As a rule of thumb, you should expect that the length of any string may double in translations. If you can’t afford that, due to to space limitations, translators should know about that.

Translators should be informed about the requirements of the style sheets, as far as there are essential implications like the above. The information might be given fairly exactly, e.g. as a note that items in a menu should be shorter than 42 characters if at all possible.

Roughly speaking, if the width of an element is set to N em units, it corresponds to 2×N characters. This postulates that normal mixed case is used in the text.

Ordering of phrases may change

At the low level of markup, phrase level, various inversions are possible. In English, we can say “Treasure Island by Stevenson” or “Stevenson’s Treasure Island”, but in Finnish, for example, there is no preposition corresponding to “by”, and a genitive expression must be used, unless you write ungrammatically or rephrase the text thoroughly. Thus, if the texts “Treasure Island” and “Stevenson” are marked up as elements, e.g. as links, the order of the elements will be different in the translation. This might matter if you use advanced CSS 2 selectors, for example.

Word length affects paragraph formatting

Web browsers normally don’t divide words into lines. This means that the when the width is small, the visual appearance can be rather poor in languages that use long words.

This is particularly relevant if the text is justified on both sides. Consider the following examples, a short text three languages, when formatted in a 8.5em wide column, justified. For English, the spacing between words is not quite nice in all cases; for German or Finnish it is often outright maddening.

Littering a dark and dreary road lay the past relics of browser-specific tags, incompatible DOMs, and broken CSS support.

Wir blicken zurück auf den dunklen Weg vergangener Relikte wie browserspezifischen Tags, inkompatiblen DOMs und einer brüchigen CSS Unterstützung.

Pimeän ja kolkon tien varrella lojuu roskia – selainriippuvien tägien, yhteensopimattomien DOMien ja rikkinäisen CSS-tuen jäännöksiä.

Text in images means a lot of work

It has been common on the Web to include text in image format, so that it's exact appearance can be specified. Sometimes even background images are used to present textual information.
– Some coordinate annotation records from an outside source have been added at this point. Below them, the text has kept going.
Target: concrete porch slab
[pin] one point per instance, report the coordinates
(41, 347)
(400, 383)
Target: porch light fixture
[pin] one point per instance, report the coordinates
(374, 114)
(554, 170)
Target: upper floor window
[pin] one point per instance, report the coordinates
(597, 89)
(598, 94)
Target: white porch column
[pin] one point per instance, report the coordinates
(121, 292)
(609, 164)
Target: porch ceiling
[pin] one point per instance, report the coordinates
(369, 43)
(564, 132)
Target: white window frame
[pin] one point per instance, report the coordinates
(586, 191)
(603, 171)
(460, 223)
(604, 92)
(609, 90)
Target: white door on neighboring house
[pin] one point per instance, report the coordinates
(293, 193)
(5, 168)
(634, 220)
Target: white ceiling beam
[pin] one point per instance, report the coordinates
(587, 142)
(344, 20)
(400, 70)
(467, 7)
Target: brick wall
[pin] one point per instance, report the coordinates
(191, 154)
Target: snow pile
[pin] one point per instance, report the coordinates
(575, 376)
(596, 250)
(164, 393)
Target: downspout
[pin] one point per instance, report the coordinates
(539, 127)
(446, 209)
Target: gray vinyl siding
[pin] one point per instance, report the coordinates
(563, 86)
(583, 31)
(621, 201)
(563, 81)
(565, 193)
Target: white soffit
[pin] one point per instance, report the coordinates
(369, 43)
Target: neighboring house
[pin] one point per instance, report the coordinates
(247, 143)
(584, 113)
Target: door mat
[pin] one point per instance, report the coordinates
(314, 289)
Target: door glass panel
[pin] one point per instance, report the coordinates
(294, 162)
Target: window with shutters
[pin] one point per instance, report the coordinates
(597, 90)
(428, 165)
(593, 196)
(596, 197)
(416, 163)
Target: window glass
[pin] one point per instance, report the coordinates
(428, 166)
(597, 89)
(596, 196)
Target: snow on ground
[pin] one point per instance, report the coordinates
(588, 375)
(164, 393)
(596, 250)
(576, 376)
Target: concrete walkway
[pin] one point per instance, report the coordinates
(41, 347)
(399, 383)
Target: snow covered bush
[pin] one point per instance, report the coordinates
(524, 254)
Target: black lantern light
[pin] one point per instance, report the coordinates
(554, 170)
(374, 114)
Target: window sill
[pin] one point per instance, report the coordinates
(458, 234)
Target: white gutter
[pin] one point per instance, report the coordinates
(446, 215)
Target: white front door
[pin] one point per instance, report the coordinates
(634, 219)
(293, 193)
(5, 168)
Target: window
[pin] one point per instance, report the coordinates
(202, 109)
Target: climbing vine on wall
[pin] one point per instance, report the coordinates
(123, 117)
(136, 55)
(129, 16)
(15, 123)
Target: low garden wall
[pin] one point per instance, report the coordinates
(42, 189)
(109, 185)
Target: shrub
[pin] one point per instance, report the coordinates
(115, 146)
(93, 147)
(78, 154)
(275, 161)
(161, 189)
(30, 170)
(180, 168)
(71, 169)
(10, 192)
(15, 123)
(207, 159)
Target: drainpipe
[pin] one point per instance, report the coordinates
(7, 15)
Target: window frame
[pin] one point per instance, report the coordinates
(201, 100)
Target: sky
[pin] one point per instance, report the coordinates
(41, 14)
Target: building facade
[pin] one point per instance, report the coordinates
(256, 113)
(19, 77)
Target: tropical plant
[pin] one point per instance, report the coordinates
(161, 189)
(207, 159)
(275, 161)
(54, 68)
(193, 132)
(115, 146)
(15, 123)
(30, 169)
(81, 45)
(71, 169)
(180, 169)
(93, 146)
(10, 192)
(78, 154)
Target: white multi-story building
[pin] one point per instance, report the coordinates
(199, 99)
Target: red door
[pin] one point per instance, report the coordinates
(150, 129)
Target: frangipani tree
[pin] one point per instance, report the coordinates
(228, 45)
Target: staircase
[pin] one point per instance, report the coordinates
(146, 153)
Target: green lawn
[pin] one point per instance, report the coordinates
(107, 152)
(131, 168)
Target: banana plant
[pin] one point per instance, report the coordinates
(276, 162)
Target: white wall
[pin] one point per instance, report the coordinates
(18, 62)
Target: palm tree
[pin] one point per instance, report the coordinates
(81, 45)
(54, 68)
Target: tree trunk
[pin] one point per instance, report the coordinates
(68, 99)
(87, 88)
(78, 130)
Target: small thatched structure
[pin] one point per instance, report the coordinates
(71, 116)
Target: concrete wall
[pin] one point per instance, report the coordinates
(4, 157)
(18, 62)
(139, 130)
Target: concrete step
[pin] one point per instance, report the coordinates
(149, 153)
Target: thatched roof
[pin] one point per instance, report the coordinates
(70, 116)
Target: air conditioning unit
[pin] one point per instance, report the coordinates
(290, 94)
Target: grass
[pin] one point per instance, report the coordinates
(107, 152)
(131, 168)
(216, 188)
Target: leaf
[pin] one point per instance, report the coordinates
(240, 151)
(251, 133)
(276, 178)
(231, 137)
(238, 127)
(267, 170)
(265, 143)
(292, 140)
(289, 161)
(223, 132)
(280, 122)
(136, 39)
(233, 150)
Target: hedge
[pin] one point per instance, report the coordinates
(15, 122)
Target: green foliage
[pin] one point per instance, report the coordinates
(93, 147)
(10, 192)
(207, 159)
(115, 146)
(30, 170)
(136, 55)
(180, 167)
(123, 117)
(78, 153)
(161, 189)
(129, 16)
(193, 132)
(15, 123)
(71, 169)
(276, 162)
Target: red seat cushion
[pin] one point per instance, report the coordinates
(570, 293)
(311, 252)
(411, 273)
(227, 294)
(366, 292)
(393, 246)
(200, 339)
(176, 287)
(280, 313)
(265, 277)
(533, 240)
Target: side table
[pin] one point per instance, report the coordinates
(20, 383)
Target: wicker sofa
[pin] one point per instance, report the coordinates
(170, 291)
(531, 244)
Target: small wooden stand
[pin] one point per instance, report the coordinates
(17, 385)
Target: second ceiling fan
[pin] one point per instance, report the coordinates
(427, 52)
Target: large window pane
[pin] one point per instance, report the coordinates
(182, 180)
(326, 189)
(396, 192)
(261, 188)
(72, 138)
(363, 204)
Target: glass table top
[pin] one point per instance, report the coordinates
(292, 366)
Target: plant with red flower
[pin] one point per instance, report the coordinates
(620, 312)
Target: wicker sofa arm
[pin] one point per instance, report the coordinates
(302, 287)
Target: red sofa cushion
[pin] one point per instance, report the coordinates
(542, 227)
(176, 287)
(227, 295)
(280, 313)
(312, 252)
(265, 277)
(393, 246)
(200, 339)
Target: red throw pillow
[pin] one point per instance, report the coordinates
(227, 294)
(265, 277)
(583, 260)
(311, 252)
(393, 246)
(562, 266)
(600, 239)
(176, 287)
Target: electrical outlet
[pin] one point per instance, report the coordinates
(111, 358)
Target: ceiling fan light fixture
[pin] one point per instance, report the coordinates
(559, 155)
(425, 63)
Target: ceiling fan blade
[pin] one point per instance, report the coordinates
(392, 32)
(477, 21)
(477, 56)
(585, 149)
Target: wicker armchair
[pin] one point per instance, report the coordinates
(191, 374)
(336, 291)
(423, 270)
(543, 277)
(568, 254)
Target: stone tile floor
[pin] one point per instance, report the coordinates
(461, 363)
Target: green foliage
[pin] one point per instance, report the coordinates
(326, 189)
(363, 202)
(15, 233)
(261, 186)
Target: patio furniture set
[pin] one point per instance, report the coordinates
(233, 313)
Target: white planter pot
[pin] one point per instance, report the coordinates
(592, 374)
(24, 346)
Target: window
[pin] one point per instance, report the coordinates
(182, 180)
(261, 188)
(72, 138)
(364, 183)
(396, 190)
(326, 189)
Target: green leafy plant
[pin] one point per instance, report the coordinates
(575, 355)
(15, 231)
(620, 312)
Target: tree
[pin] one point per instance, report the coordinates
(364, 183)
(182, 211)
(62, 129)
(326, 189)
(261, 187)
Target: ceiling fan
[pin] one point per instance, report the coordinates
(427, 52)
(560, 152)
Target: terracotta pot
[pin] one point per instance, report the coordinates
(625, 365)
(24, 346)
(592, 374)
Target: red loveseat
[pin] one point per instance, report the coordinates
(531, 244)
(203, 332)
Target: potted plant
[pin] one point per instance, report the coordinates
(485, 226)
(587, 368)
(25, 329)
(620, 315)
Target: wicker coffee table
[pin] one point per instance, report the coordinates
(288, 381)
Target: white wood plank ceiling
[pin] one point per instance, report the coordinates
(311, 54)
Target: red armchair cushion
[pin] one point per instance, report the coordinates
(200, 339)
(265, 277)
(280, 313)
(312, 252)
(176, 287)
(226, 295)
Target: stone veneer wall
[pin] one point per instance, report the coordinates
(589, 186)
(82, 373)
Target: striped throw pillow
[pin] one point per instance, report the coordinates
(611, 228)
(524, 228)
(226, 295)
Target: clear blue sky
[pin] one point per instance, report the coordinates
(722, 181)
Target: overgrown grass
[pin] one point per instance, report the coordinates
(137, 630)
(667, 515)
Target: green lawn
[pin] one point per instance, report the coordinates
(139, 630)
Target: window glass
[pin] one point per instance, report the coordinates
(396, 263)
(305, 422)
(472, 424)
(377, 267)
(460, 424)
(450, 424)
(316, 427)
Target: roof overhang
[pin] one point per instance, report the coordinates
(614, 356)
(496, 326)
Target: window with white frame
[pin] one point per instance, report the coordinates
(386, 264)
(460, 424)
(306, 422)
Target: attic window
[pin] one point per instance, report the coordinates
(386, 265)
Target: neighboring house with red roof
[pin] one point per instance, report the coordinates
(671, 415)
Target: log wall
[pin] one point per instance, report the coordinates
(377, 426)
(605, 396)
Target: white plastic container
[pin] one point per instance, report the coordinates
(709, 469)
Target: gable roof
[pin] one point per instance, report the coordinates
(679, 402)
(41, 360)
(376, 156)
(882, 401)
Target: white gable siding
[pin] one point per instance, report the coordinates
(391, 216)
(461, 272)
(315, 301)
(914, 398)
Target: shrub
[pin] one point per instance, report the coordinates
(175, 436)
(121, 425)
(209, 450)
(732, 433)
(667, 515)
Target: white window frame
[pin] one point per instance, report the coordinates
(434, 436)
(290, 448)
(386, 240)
In multilingual authoring, such approaches mean that images need to be generated for each and every version. And the process must be repeated after each modification of the text.

CSS currently has fairly good tools for specifying the visual appearance of texts, and this would save a lot of work as compared to using images. The tools are probably not satisfactory for logos and other texts for which a particular visual form is essential, but this is not a serious problem since such texts are typically proper names or abbreviations that usually remain invariant in translations, at least in logo-like usage.

When an image contains texts, like a map contains names of places, we could sometimes use one base image without the texts and have the texts as textual content, to be positioned over the image. This takes some work, but once done, the translations can be prepared by translating just the texts. The following demo illustrates this. It has the same treasure map in two languages, using the same image and the same markup, just with texts replaced in the HTML file.

[Treasure map]
The map has the following targets indicated in a manner that works on CSS enabled browsers only:
Treasure
Safe entry
Dangerous reef
[Aarrekartta]
Karttaan on merkitty seuraavat kohteet tavalla, joka toimii vain CSS:ää tukevissa selaimissa:
Aarre
Tuloreitti
Vaarallinen riutta

Stay tuned to cultural differences

Language and culture are not the same thing, but translations typically need to be written for people who live in a particular cultural environment. This may involve differences in views on the meanings of symbols and colors and other presentational features. There’s a review of some of the differences in the CEN Workshop Agreement European Culturally Specific ICT Requirements (CWA 14094; in PDF format).


This document is largely based on the author’s reflections while preparing the Finnish translation of the text of css Zen Garden, namely css Zen Garden: CSS-muotoilun kauneutta.